Met with the hospital, Health Dept folks, etc and no change to the overall guidance other than masks are (were) coming and somethings were going to be shutdown again (must have got head’s up about DeSantis shuttering the bars again).
Everyone wanted to know about the increase in cases & what it means. Here’s what they said in order of priority on why the numbers are going up:
a. Additional testing, they’ve raised testing by almost 300% in the past 2-3 weeks (That number seemed more like 250% to me but maybe he had non public data)
b. Higher percentage of people are positive #2. Gone from about 6% to 10+%. Need some medical explanation of “lite positive” because I really don’t understand other than it’s asymptomatic people are ringing the bell & they say that type’s “ok”???? These people are often associates of other people that have tested positive & are feeling well with no reason to have been tested otherwise.
c. Hot spots are getting hotter, ie Dade, Broward & Palm Beach & they are spiking the numbers. Better managed areas Hillsborough, Orange, Duval not as bad. They’ve done a poor job “down there” and it is what it is.
d. People that would have stayed at home & avoided the hospital are now coming in for tests because the fear of dying visiting hospitals & clinics for tests are reducing. Those people the disease would have come & gone and never been counted
e. The lack of fear of running out of tests means they can test young, possible “lite positives” where they wouldn’t before.
f. They are testing the nursing homes more but that’s dropping off week over week now as they don’t re-test positives.
g. Warmer weather is sending people in doors and closer quarters is providing an incubator like environment as people are packed in
h. Relaxing of social distancing, particularly in “c” above.
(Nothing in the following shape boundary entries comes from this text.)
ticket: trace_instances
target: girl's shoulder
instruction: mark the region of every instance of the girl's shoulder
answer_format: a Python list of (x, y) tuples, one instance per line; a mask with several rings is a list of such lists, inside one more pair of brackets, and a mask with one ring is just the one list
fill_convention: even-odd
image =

The better managed cities have done better.
Now this is counter to the hysteria in the news but the death rate is not quite plummeting but the “lite positives” are not going to die or be hospitalized and they’re the majority of positives so the rate is going to decrease.
Driving towards herd immunity is speeding up, like big time. The thought this was going to die out was a hope. They are no where near being overwhelmed at the hospital so if it keeps going like this they’re fine.
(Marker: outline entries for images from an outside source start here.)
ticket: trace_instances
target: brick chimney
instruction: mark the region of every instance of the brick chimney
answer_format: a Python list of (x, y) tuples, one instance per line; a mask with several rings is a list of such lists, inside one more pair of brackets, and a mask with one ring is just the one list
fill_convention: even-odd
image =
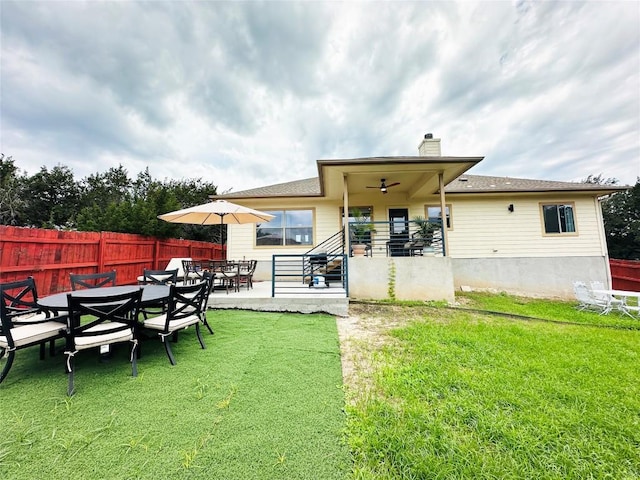
[(440, 139), (433, 138), (433, 133), (427, 133), (418, 145), (418, 155), (421, 157), (440, 157)]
Stay home if you’re old, health poor, etc, others wear masks, wash your hand, etc. Same guidance as before.
Good information. Hospitals tend to be fine until they aren't. You watch the trends and everything goes along ok and then it tends to explode. It will obviously depend upon how much it gets into the older population. I could see the delay being longer since it is starting more in younger populations. But it also helps that treatments in hospitals are much better now - saw a chart this evening from England where the death rate in hospitals has dropped over 75% from what is was back in March.
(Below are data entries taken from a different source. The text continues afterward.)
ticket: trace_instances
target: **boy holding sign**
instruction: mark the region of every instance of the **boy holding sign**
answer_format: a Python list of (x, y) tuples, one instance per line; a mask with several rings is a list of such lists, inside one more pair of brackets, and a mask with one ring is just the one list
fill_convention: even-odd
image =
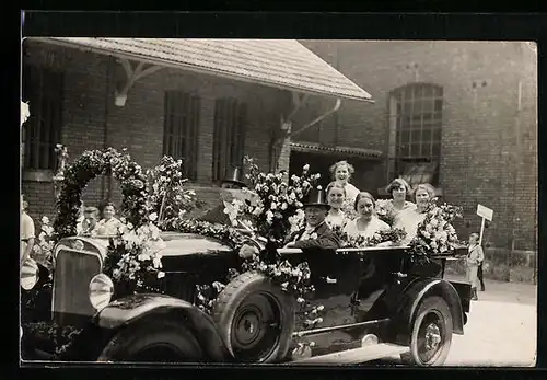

here is the FL specific chart for COVID information on deaths, cases, testing, testing % with 7 day averages (you may have to pick Florida)
https://public.tableau.com/profile/ckelly2528#!/vizhome/COVIDDashboard-Public/Introduction
Testing has increased recently, though if you use a 7-day rolling avg its only gone up about 13% in the last 3 weeks. (33,716 Jume 26 vs 29,793 for June 9). if you use just the raw number of the current day and the day 3 weeks ago the increase is about 200%, but that is not considered a good statistical way to measure the change. Too much day to day variation in totals and potential data dumps mean you need to use a multi-day avg to help smooth all that out.
Cases have risen to a 7 day avg of 4,745 from 1,222 (388% increase)
The positive test percentage has risen from 4.1% to 14.1%.
Fortunately deaths are still relatively flat going from an avg of 34 on 6/9 to 38 today.
FL is also tough because they don't publicly make their hospitalizations available, though this tableau workbook has that info from the state. Keep in mind the FL changed how they count ICU beds middle of this week. If a person is in an ICU bed but not using ICU services than they are not counting that bed as utilized.
https://public.tableau.com/profile/ckelly2528#!/vizhome/COVIDDashboard-Public/Introduction
Note that while Miami-Dade and Broward are getting hit harder in terms of cases, in terms of hospital beds Orange County is in a worse position currently. That will probably change if the cases continue to look as they do.
Orange Co has 17.72% of ICU beds still available (56), while Miami-Dade has 26.08% available (256) and Broward has 16.81% (79) and Palm Beach has 23.72% (97). At a state level FL is showing 21.32% of ICU beds still available. (1,290). Pinellas and Hillsborough around Tamps are both showing about 15-16% of ICU beds available.
I agree that the guidance remains the same. Key is for hopsitalizations not to spike like they did in TX and AZ. If it does that then hospitals will fill quick, if not then they should be ok.
The issue is that what happens in the next 10-14 days they basically have no control over, that is going to be due to whatever happened the last 2-3 weeks. What we do now will impact what things look like 2-3 maybe 4 weeks from now, not the next 7-10 days.